Obamacare is indeed a tax. A famous Supreme Court decision declared it so to save it from being declared unconstitutional and nullified.
The just-passed Senate version of the tax bill must now be reconciled with the earlier House version in conference committee. This chart outlines the major difference between the two versions, together with annotations by the Heritage Foundation as to its preferences.
More evidence the Mueller investigation is a political hit job and should be terminated
There have been two important turning points in Special Counsel Mueller’s investigation of alleged Trump campaign collusion with Russia during the 2016 election. The first was Mueller’s indictment of Manafort, timed to steal thunder from the Republican House victory in passing its version of the tax reform bill. The second was Mueller’s announcement that Flynn admitted he was guilty of lying to the FBI. This announcement was timed to undercut the Republican Senate’s victory in enacting its version of the tax reform bill.
Is Mueller saving his next major announcement for when the House-Senate reconciliation of the separate tax bills is completed?
There are more serious doubts regarding the probity of the Mueller investigation — namely, growing evidence of the Obama administration’s corruption of the FBI and Justice Department and the fact that many of the corrupted officials remain in the FBI to this day.

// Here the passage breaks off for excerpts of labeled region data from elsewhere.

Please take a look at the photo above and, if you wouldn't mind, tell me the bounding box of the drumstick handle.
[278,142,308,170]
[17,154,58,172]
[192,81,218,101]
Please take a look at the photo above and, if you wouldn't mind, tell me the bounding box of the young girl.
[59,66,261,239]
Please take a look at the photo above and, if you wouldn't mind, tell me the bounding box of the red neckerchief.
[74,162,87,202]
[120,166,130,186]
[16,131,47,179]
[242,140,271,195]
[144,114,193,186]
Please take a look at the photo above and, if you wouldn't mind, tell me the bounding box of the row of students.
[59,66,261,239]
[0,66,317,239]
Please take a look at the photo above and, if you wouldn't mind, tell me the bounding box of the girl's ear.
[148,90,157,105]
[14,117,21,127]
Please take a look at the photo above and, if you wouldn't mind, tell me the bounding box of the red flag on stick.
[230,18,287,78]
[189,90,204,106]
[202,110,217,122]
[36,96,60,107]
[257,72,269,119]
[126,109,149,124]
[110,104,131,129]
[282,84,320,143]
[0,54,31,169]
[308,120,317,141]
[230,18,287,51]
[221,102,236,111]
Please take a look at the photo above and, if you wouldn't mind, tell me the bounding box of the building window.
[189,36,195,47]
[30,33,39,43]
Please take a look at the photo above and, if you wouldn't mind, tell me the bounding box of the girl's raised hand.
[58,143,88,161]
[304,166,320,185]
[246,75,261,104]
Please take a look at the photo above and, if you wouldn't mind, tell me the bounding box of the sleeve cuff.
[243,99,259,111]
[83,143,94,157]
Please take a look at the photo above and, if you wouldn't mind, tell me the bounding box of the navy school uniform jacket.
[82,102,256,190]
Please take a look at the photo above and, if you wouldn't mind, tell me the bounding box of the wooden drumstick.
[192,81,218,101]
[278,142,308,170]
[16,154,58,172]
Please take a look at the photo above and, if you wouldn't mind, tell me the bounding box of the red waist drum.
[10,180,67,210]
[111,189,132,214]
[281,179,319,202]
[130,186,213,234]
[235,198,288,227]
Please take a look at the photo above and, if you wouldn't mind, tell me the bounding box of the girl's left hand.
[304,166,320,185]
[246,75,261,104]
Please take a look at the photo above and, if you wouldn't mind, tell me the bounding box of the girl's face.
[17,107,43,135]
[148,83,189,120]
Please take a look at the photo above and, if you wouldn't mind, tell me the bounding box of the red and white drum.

Although one of these officials, former FBI director Comey, has been fired and is seething with unseemly anger, others, such as Peter Strzok, were removed by Mueller from his investigation only in the face of imminent public exposure of Strzok’s
- Partisan pro-Clinton, anti-Trump views,
- His role in the botched Hillary Clinton email investigation,
- His role in the Russian-sourced anti-Trump Steele dossier, and
- An extra-marital affair he is alleged to have been having with another anti-Trump member of Mueller’s investigatory team.
Mueller and the FBI have been stonewalling every attempt of Congressman Nunes to elicit testimony and documents regarding FBI handling of the Clinton email server and Russian collusion investigations, which raises further suspicions as to what is being concealed.
As for Mueller’s conveniently timed Flynn mea culpa, top defense lawyer Alan Dershowitz ridicules this latest achievement of the Special Counsel.
As for the press impact of Mueller’s Flynn announcement, ABC News’ Brian Ross made a fool of himself by falsely announcing that
“Flynn would testify that Donald Trump had ordered him to make contact with Russians about foreign policy while Trump was still a candidate. The report raised the specter of Trump’s impeachment and sent the stock market plummeting.” (Fox News)
The fake news was picked up and published by other major media until ABC retracted the report later in the day. Ross has since been suspended by ABC for four weeks without pay.